Nine years living in Lima. Capital city, bustling with spicy culture, night life, and a literary sense of the tragic. Citizens and residents of this post-colonial capital call it “Lima La Horrible”…I’ll let you guess what that means. It’s impossible not to hate Lima, but by the same token, it’s impossible not to love it either. The city bustles with the sounds, sights, and smells of humanity; no portion of this city is left untouched by the bristling masses of Peruvians migrating to city life. Its place in history is shiny and impressive, and remnants of that place litter the city in forms of Spanish balconies, intricately built churches, magnificent plazas, and your occasional cobblestoned street. Lima is an old lady, but in many ways, she’s still a feisty, combative one who makes you pay dearly for the privilege of living with her. A city known better by its extremes, it made me.
When I first moved to the United States, I had no idea that culture shock awaited me. Not only did I change countries, but I moved to a country within a country. Birmingham is a strange, strange place for those not accustomed to life in the heart of ‘Dixie Land’. As kind and hospitable as people were, I couldn’t stand it – I was out of Alabama within that first year.
I travelled to London not so much from a desire to go to Europe, but because I needed to get out of the USA. Growing up in Latin America, I believed that the US was ‘home,’ and, once there, I quickly discovered that ‘home’ was the most foreign place I’d ever lived.
London was fantastic. A scholarship allowed me to explore London’s cultural and artistic offerings without additional financial worry. Spending a lot of time with Henry Moore’s ‘Recumbent Figure,’ I embraced silence and empty space as rich methods of communication. I learned more about being human.
This place epitomizes the small, southwestern town. It’s not a rare occasion to see a red blanket of clay barreling your way via the dust storms that leave everything thickly coated with earth. Tumbleweeds, those big balls of dead shrubbery, were everywhere. I went to school here – the first school to offer me a scholarship after my stint in England. Abilene was desolate, and in that quiet, isolated place, boredom began to breed imagination. An inspired period for me.
Dallas is one of those places people love, hate, or both. Some love it because it offers career opportunity. Others hate it because it seems so cold and corporate. Dallas offered me opportunity, art, good friends, and a thriving multicultural community. I moved away in early 1999, and in many ways regretted it.
Durham, North Carolina
Think of Durham as a small island of progressivism in a state as green as its cities are new. For the urban child, all the organic life can take some getting used to.
I returned! I missed the openness of Texans, its juxtapossed array of characters and landscapes, and all that makes this place such a warm place to live in.
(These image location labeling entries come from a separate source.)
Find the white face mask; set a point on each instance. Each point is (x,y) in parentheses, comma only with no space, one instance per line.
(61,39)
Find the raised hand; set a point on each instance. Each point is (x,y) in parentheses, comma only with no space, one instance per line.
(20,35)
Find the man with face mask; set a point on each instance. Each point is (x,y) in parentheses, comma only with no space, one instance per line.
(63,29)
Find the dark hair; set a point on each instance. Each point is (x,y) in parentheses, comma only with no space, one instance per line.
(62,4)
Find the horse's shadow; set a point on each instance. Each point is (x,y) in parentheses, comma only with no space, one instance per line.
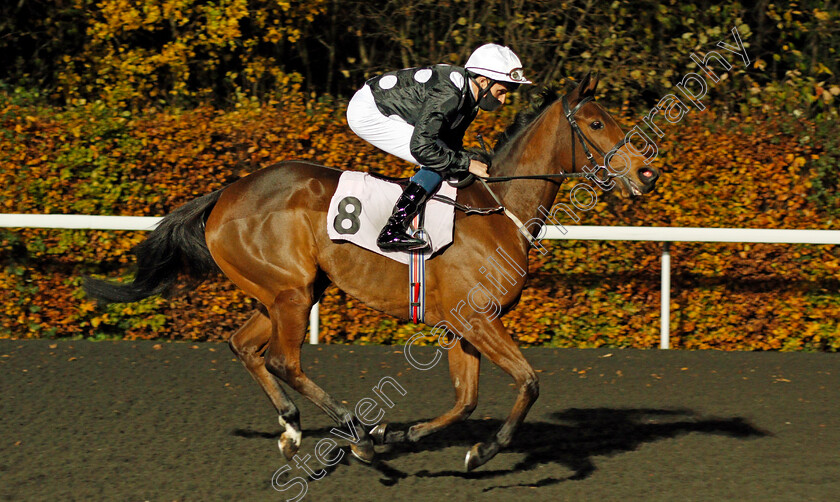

So glad to be back!
The Internet is the perfect phenomena for the distribution of stories and yarns – some commercial, some not. Regardless, I’m here to stay. Not because I love technology, or because I love the constant shift in innovations. I love it because so long as there is no end to people using the Internet, there will be no end to good yarns.
So when you bring me into your team, you’ll be getting a resource with a keen understanding of technology as a means to express your story, not the end.